Government must keep in mind general principles for openness in government. First, transparency is government’s responsibility, as private/non-profit efforts can reach only so far. Accordingly, both Congress and the federal branch must make broad changes in their information and technology policies to establish online, real time public access as a priority for virtually all the operations of the federal government.
Second, public means online. Whenever the government has committed to making information public, the standard for “public” should include “freely accessible online.” Information cannot be considered public if it is available only inside a government building, during limited hours or for a fee. In the 21st century, information is properly described as “public” only if it is available online, for free, in some kind of reasonably parse-able format.
Third, data quality and presentation matter. Data should be made available online in as unrestricted a manner as possible, subject only to reasonable privacy and security concerns. Moreover, the Internet has redefined effective communications and publishing. It is an around-the-clock open medium, in which standard practices include continuous, contemporaneous dissemination, permanent searchability and reusability, among other key features.
Disclosure should move at the same pace as influence over such decisions; thus arbitrary periodic filing requirements (e.g., annual, quarterly or monthly) violate this standard and hinder public trust and participation. Fortunately, the Internet enables inexpensive real-time publishing.
Our role as citizens is only as strong as our government is open. The actions that make up our civic lives – informed voting, active participation, thoughtful discourse – all depend on access to public information. Our democracy depends upon it.
I applaud this Committee’s attention to opening up the government’s purse for public review. Doing so is crucial to making the government more open and accountable. I thank you for the opportunity to discuss this issue with you, and am looking forward to your questions.
Ellen Miller Biography
Ellen S. Miller is the co-founder and executive director of the Sunlight Foundation, a Washington-based, non-partisan nonprofit dedicated to using the power of the Internet to catalyze greater government openness and transparency. She is the founder of two other prominent Washington-based organizations in the field of money and politics — the Center for Responsive Politics and Public Campaign — and a nationally recognized expert on transparency and the influence of money in politics.
Her experience as a Washington advocate for more than 35 years spans the worlds of non-profit advocacy, grassroots activism and journalism. Ms.
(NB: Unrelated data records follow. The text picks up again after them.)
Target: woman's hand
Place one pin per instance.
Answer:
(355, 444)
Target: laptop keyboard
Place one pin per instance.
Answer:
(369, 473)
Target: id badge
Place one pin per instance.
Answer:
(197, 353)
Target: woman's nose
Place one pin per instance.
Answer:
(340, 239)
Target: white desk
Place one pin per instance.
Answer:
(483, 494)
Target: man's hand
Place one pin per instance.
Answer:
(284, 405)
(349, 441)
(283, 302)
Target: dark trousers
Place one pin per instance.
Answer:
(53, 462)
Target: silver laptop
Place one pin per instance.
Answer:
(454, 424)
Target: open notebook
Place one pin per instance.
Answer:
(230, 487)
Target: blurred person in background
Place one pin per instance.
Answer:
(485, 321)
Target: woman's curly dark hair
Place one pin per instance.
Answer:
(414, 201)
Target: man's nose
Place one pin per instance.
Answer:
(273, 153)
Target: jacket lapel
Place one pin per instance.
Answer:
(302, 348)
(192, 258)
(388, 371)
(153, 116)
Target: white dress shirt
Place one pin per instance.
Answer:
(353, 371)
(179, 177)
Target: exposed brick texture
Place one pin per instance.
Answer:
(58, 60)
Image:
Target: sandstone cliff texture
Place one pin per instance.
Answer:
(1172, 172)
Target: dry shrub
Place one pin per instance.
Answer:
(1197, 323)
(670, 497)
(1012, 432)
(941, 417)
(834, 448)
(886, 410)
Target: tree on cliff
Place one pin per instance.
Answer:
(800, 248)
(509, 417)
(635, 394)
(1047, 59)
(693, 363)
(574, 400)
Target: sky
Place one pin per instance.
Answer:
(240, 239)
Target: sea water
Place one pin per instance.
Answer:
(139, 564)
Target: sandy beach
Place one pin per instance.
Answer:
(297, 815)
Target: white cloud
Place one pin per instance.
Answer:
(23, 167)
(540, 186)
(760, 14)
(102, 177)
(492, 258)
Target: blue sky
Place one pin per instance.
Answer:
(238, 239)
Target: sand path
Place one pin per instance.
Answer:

Miller’s work has been featured in Government Technology (“Top 25 Doers, Dreamers & Drivers in Public Sector Innovation,” March 2011), Washingtonian Magazine (“100 Tech Titans,” May, 2009), Fast Company, (“The Most Influential Women in Technology,” January, 2009), WIRED Magazine (“15 People The Next President Should Listen To,” October, 2008), and The Chronicle of Philanthropy (“Seeking Online Exposure,” January, 2008).
Ms. Miller also served as deputy director of Campaign for America’s Future, was the publisher of TomPaine.com and was a senior fellow at The American Prospect. She spent nearly a decade working on Capitol Hill.